Le numéro présent est destiné à servir d’introduction générale à ces projets. Il se propose de situer le problème d’une éducation pour l’Europe. Historiquement d’abord, afin de montrer comment la situation présente résulte d’une longue évolution, très caractéristique du génie dynamique et aventureux de l’Europe. Ensuite, dans la conjoncture présente, dominée par les nouvelles théories pédagogiques et par le développement d’innombrables entreprises d’éducation populaire, répondant aux besoins nouveaux de la société technologique du xxe siècle. Enfin, par rapport au problème brûlant de l’union fédérale de nos peuples.

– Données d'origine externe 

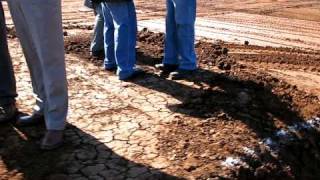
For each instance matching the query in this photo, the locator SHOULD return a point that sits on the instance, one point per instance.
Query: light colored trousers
(39, 27)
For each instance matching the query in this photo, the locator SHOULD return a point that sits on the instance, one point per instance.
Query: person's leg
(44, 22)
(132, 33)
(97, 40)
(170, 51)
(109, 60)
(7, 80)
(29, 51)
(124, 37)
(185, 16)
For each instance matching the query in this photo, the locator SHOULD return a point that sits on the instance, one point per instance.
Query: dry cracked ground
(251, 112)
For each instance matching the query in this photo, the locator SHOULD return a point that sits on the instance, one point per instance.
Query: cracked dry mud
(223, 123)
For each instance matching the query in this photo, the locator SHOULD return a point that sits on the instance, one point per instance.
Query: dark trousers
(7, 80)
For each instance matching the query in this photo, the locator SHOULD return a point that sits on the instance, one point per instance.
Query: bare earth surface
(251, 112)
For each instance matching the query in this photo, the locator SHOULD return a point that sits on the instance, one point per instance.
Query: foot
(30, 120)
(136, 73)
(166, 69)
(8, 113)
(110, 69)
(181, 74)
(53, 139)
(97, 54)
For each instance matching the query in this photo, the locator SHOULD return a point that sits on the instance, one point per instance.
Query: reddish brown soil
(238, 103)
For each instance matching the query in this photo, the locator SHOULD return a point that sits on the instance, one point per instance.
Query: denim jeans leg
(108, 31)
(171, 45)
(124, 37)
(185, 16)
(7, 80)
(97, 43)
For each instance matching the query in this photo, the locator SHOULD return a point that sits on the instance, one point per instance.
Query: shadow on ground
(265, 104)
(83, 156)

De là les trois articles synthétiques qui forment le corps de ce numéro, et qui n’ont d’autre ambition que de présenter sous un juste éclairage l’esquisse du Projet d’Éducation européenne de la Fondation.

Le texte d’Henri Brugmans, qui leur fait suite, aborde de face, et d’un point de vue plus militant, quelques-uns des problèmes concrets que rencontrera toute tentative « d’éducation pour l’Europe ».

L’essentiel était pour nous de situer le problème et d’orienter le lecteur.

Nous avons constaté, en effet, que le grand public, même cultivé, ignore trop souvent le développement si particulier de l’éducation occidentale au cours des âges : il n’existe pas, à notre connaissance, une seule Histoire de l’éducation en Europe faisant le point des connaissances actuelles, d’un point de vue supranational. Il en résulte que le grand public voit très mal le problème éducatif dans son ensemble et dans ses contextes sociaux et politiques. Il en vient à s’imaginer que l’École actuelle aurait existé « de tout temps » et qu’elle suffit à l’éducation des jeunes, alors qu’elle n’a guère que cent à cent-cinquante ans d’âge (comme le nationalisme !) et que son insuffisance éducative est attestée, entre autres, par l’apparition spontanée, dans tous nos pays, d’entreprises privées d’éducation populaire (ou adult education) qui essaient de subvenir à ses carences.

Il était nécessaire de rappeler succinctement ces données générales du problème, afin de définir l’esprit dans lequel viennent d’être élaborés les projets de la Fondation, les raisons de leurs limitations volontaires, ainsi que la nature de leurs objectifs immédiats et à long terme.

Puisse ce bref essai de synthèse représenter déjà, et en lui-même, un premier acte d’éducation européenne ! Et veuille le lecteur averti excuser les imperfections manifestes de notre tentative, en tenant compte du fait qu’elle est la première de son espèce.